Há emails desde 2012 que, para a PGR, demonstram "a estreita relação do senador Renan Calheiros com o tema de interesse do Grupo Odebrecht envolvendo os contratos de energia com a Chesf".

Um exemplo citado pela procuradora é mensagem enviada por Cláudio Melo Filho a Marcelo Odebrecht e Carlos Fadigas em 11 de dezembro de 2012:

"Marcelo, ontem me reuni com Sen Renan, que incluiu uma emenda de relator e permitiu que Chesf fosse beneficiada até 2015. Vamos tentar ainda incluir possibilidade de renovação nas mesmas bases. Contudo já foi uma vitória!! Abs", diz Melo Filho no email.

"JW e Renan hoje têm força suficiente para, se quiserem, conseguirem resolver o tema da energia Chesf!", diz Marcelo Odebrecht em 27 de outubro de 2014. JW seria Jaques Wagner, governador da Bahia à época.

Em outra troca de mensagens entre os três, desta vez em 11 de março de 2015, eles discutem a tentativa de derrubar um veto presidencial. Acabaram derrotados.

"Foi por bem pouco. De qualquer forma, mandamos uma mensagem para o governo", afirma Fadigas no texto.

Outro senador mencionado na petição é Romero Jucá (MDB-RR).

"Cláudio Melo Filho fez expressa menção em sua colaboração de que, durante a votação deste veto, embora não tenha ocorrido a derrubada por apenas dois votos, restou evidente o empenho do senador Renan Calheiros, que presidia a sessão. Ademais, segundo o colaborador Cláudio Melo, haveria uma atuação concentrada entre Renan Calheiros e Romero jucá nesse assunto", afirma a PGR listando oito emendas a medidas provisórias apresentadas por Jucá para prorrogar os contratos de fornecimento de energia diretamente pela Chesf às indústrias até 2042.

"Os novos dados que estão sendo juntados com esta manifestação reforçam que o Grupo Odebrecht buscou o auxílio do senador Renan Calheiros no tema referente aos contratos de energia das eletrointensivas. Estes novos elementos também reforçam os indícios de que a atuação do senador se deu durante todo o processo, passando pela MP 656 e a tentativa de derrubada do veto presidencial", conclui Dodge. 

Outro lado

A assessoria de imprensa de Renan Calheiros encaminhou nota em que o senador afirma que "email nenhum vai me puxar para baixaria no processo legislativo".

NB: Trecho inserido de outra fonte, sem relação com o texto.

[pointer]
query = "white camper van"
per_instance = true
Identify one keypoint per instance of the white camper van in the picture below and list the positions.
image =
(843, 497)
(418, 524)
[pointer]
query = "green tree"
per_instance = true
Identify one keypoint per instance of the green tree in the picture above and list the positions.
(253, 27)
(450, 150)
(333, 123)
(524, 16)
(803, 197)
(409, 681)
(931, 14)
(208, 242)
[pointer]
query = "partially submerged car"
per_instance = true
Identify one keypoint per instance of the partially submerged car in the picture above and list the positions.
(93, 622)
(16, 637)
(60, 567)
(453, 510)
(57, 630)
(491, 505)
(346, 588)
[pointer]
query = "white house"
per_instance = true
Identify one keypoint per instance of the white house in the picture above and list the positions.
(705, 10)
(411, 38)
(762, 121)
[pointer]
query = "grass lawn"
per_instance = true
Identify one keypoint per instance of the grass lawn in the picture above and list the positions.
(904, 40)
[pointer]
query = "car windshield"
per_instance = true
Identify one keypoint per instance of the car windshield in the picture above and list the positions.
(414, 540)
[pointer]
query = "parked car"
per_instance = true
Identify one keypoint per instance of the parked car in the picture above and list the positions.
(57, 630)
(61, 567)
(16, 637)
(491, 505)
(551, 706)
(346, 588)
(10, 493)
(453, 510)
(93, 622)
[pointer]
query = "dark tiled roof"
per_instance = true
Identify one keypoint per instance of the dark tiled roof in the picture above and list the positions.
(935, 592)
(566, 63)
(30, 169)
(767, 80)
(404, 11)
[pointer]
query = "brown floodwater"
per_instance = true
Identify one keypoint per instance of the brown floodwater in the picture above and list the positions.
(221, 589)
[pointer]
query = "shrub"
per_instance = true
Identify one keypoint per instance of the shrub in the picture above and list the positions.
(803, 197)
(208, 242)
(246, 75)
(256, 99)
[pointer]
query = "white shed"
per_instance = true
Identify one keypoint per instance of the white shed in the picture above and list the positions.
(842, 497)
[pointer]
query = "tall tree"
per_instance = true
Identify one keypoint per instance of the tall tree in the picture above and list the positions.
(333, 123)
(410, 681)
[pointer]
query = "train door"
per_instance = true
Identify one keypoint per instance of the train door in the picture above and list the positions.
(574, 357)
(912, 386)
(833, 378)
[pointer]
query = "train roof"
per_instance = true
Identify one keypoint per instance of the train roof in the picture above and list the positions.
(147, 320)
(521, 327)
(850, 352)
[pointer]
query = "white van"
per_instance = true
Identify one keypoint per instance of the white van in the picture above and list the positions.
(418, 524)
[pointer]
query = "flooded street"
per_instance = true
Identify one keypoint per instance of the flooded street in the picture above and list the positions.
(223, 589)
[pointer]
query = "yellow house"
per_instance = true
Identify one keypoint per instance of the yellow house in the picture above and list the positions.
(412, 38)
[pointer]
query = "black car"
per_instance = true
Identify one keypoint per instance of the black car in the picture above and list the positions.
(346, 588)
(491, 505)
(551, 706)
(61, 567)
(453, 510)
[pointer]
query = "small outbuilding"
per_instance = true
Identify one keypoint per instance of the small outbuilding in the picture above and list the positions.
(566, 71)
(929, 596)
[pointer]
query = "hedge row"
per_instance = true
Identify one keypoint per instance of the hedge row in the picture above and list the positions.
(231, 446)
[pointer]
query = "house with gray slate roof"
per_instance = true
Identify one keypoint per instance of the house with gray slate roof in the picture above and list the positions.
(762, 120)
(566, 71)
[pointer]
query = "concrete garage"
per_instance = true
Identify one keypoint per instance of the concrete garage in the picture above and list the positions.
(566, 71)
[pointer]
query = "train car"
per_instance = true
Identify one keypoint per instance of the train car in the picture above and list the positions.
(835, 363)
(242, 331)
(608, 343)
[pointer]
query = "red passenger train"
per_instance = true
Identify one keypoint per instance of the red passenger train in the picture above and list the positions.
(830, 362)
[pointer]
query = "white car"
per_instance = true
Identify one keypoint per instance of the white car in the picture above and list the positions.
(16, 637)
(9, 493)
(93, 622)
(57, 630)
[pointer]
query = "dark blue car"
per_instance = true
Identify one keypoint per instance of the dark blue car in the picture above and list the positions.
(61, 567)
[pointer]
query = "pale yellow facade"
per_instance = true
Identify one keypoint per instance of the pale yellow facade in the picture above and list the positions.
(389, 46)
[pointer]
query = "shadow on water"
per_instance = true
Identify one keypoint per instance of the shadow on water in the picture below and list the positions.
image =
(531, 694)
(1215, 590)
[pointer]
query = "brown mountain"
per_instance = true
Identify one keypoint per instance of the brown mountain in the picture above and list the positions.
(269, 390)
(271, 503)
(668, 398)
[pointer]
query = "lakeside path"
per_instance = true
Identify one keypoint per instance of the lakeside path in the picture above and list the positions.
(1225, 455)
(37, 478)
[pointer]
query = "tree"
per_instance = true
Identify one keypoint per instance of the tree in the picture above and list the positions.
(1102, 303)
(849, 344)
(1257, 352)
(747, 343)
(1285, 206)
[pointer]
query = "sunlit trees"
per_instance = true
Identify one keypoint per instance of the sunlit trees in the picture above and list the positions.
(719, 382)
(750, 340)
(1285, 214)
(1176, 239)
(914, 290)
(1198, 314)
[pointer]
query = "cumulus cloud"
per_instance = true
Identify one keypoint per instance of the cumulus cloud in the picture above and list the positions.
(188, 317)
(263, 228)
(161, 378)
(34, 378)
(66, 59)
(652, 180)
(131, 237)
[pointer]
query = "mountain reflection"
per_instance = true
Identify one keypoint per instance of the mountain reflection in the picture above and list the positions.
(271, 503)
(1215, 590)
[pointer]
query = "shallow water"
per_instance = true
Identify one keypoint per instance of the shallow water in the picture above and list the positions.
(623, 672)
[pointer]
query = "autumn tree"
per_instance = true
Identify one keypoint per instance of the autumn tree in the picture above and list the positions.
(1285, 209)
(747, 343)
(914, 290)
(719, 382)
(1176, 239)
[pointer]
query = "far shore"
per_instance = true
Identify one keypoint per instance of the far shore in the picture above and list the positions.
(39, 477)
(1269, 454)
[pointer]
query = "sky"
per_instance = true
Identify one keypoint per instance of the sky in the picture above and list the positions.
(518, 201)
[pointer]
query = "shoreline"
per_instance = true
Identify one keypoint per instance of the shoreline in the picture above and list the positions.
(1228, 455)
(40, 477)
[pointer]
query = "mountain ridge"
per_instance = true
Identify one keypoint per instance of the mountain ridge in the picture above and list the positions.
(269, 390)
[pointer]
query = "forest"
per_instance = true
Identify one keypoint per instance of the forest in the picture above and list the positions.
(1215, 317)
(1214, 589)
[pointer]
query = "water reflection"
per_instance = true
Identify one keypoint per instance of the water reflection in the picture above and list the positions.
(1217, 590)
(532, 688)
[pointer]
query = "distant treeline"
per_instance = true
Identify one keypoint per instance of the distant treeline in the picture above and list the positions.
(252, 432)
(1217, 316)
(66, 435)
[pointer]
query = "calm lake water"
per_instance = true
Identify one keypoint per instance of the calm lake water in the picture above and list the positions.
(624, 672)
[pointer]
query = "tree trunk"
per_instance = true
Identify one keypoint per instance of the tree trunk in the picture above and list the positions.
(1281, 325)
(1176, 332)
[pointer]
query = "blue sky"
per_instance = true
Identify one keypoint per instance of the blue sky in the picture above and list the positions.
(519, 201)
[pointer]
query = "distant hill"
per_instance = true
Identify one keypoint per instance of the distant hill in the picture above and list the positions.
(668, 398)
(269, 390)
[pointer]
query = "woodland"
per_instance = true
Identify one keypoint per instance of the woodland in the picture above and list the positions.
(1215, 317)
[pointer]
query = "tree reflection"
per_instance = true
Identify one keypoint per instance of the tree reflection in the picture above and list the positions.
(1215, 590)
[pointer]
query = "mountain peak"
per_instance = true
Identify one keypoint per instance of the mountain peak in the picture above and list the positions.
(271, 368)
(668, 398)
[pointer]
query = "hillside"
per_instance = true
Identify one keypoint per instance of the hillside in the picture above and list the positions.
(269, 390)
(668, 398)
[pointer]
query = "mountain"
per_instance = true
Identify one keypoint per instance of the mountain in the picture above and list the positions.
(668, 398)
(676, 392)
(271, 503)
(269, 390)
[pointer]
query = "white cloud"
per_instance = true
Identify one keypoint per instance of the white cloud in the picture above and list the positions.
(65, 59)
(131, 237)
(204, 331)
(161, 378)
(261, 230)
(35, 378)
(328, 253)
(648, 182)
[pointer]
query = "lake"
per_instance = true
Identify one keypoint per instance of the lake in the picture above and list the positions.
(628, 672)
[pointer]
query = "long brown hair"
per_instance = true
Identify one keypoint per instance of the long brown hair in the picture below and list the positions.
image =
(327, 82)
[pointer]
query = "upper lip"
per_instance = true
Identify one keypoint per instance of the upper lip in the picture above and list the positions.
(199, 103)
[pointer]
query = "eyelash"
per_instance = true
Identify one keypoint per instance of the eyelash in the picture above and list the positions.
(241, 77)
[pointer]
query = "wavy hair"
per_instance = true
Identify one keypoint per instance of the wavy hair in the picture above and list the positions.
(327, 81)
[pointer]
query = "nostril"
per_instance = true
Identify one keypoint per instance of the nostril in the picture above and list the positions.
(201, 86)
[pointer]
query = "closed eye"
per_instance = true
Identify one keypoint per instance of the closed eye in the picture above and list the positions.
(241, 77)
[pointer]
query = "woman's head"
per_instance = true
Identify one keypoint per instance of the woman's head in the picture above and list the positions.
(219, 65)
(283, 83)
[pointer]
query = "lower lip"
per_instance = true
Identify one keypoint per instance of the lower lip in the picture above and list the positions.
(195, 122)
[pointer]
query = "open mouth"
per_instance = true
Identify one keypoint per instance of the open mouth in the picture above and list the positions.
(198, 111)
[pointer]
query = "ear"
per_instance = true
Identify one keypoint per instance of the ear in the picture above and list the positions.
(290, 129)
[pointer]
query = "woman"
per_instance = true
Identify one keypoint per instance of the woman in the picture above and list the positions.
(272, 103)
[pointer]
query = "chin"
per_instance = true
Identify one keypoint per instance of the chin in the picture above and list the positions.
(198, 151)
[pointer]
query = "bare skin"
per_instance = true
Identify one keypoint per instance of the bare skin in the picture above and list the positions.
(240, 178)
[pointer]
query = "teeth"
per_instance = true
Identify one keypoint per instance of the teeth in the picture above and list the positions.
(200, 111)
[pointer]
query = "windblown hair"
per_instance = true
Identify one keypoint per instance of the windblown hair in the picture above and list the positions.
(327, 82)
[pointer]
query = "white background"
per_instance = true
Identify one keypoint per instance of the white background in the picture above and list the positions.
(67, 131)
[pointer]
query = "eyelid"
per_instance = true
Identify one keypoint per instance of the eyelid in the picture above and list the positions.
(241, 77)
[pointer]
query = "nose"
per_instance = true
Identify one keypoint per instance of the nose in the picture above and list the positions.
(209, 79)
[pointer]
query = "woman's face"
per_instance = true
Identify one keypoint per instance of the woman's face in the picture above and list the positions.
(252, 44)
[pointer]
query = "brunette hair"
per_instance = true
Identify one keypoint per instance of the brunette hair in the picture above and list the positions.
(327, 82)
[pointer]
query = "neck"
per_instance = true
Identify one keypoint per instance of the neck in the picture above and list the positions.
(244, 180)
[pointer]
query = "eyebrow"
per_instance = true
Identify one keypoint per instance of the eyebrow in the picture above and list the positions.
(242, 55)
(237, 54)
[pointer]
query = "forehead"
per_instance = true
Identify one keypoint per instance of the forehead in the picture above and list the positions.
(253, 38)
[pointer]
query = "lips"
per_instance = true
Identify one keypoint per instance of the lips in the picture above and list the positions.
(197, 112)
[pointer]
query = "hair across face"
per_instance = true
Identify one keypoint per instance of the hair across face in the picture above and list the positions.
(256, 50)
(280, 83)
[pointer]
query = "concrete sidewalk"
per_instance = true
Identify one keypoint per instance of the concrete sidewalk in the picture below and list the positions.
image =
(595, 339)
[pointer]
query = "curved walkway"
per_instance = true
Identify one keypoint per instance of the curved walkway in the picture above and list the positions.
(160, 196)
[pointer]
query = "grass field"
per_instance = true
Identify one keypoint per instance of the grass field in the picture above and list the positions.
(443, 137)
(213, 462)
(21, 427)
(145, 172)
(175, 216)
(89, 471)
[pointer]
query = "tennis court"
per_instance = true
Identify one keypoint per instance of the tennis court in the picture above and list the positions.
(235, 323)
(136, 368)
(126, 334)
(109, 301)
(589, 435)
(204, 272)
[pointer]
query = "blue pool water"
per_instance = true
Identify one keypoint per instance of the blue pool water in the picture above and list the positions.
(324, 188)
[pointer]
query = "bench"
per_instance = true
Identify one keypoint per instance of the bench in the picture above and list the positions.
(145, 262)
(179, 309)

"A chance de eu ter me contaminando com essa roubalheira é zero. Pelo contrário. Criei o óbice temático para tirar das medidas provisórias todos os 'jabutis', sob o testemunho dos senadores. Fiz a minha parte. Nove investigações já foram arquivadas pelo STF. As demais também serão por absoluta falta de provas", afirmou o ex-presidente do Senado, cotado para disputar o cargo mais uma vez, em 2019.

Em nota, Jucá disse que "é lamentável  que esteja sendo anexado como prova de inquérito um e-mail entre duas pessoas de uma mesma empresa que fala sobre um suposto favorecimento financeiro de uma emenda que foi vetada".

O MDB, partido de Renan e Jucá, também divulgou nota sobre a inclusão dos emails no inquérito.

"Essa é mais uma tentativa de criminalizar a política com base em informações incompletas e equivocadas, sobre uma emenda que nem aprovada foi. Essas investidas absurdas contra o trabalho e o cotidiano do Legislativo dificultam a retomada da economia e jogam contra o Brasil."

Por meio de sua assessoria de comunicação, o senador eleito Jaques Wagner criticou a insinuação da sua participação e afirmou que os fatos comprovam que ele não teve nenhuma interferência neste processo.

"Trata-se de mais uma notícia requentada, insinuando que meras citações —neste caso uma insinuação— seriam indícios de envolvimento em algo ilícito, algo que o senador eleito refuta. Assim como registramos mais uma vez a inconformidade com este método de primeiro publicar uma notícia e somente depois ouvir o que dizem os citados. Jornalismo se faz com seriedade e sempre ouvindo todos os lados", diz a nota.